Em sua quarta fase, a Marvel apresenta o seu mais novo super-herói em uma história irreverente e mágica na qual o espectador acredita não estar assistindo um filme do universo cinematográfico Marvel. Shang-Chi e a Lenda dos Dez Anéis (Shang-Chi and the Legends of the Tem Rings) é um filme de origem que estabelece todo o histórico do protagonista, misturando drama familiar, autodescoberta e lendas, construídos com incríveis cenas de ação e artes marciais, um impacto visual e uma boa dosagem de humor e emoção. Shang-Chi apresenta uma atmosfera exótica cujo potencial promete ser bem desfrutado neste universo.
Dirigido por Destin Daniel Cretton, Shang-Chi e a Lenda dos Dez Anéis se passa na era pós-blip e apresenta Shang-Chi, um rapaz que vive em São Francisco, onde trabalha como manobrista no estacionamento de um hotel de luxo. Quando um grupo de assassinos rouba o pingente que sua mãe lhe deu quando era criança, o protagonista e sua melhor amiga Katy abandonam suas vidas confortáveis e viajam para Macau com o objetivo de alertar a irmã de Shang-Chi, Xialing, que o perigo também se aproxima dela. À medida que a história se desenvolve, o personagem precisa enfrentar o passado que ele pensava ter deixado para trás. Quando se vê atraído pela rede da misteriosa organização dos Dez Anéis liderada por seu pai Mandarim, Shang-Chi percebe que deve impedi-lo antes que o pior aconteça.
Esta é a primeira vez que tenho contato com este novo personagem e, caso você esteja nesta mesma posição, devo lhe assegurar que o filme faz uma excelente introdução do protagonista não só ao universo cinematográfico Marvel, mas também ao público que está o conhecendo pela primeira vez.
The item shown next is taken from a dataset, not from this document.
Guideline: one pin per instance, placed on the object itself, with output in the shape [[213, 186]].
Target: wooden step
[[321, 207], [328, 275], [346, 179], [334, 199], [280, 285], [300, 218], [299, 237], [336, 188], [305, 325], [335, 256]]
Sendo assim, o primeiro ponto positivo deste filme é a construção histórica não só do personagem principal, mas tudo o que está à sua volta como a formação de sua família, quem são os seus pais, as marcas do passado, a vida na América e o retorno para enfrentar o que foi deixado para trás.
No primeiro momento, Shang-Chi e a Lenda dos Dez Anéis faz questão de contar ao público sobre a lenda dos anéis, a razão para o líder Mandarim desfrutar deste artefato por tantos anos, o primeiro encontro dele com Li, que se tornaria sua esposa e, por fim, a motivação a reviver a organização dos dez anéis e ir atrás dos filhos que deixaram o lar por conta de um passado trágico e triste, culminando em uma grande rachadura emocional.
Quando a narrativa estrutura toda a sua base ao entregar informações relevantes sobre a lenda dos anéis e o histórico familiar, o público mergulha e ganha uma compreensão crescente sobre a jornada de Shang-Chi que precisa reviver o passado para enfrentar pontos obscuros que não podem mais ser deixados de escanteio, não só para impedir um grande mal, mas também para dar início a autodescoberta sobre quem ele é e todo o seu potencial herdado que será desfrutado.
Em termos de narrativa, Shang-Chi e a Lenda dos Dez Anéis acerta em cheio ao entregar um enredo introdutório lapidado, reimaginado e muito bem-feito em que tudo se encaixa perfeitamente bem, ganhando cenários exóticos e diferentes que ajudam a contar momentos importantes sobre a vida do protagonista e a lenda que está por trás de sua família.
De um lado, o filme se engrandece com sequências de luta hipnotizantes, na qual o filme entrega cenas de ação com artes marciais magnificamente bem coreografadas ao ponto de termos lutas em que personagens aparentam estar dançando, o que faz deste filme beber das referências do longa O Tigre e o Dragão. Um exemplo perfeito é a sequência inicial em que Mandariam e Li se conhecem pela primeira vez e se confrontam em uma luta dançante na qual os atores até sobrevoam em determinados movimentos. Pode ser que alguns achem brega, mas é uma cena bonita e que já prevê o destino destes personagens.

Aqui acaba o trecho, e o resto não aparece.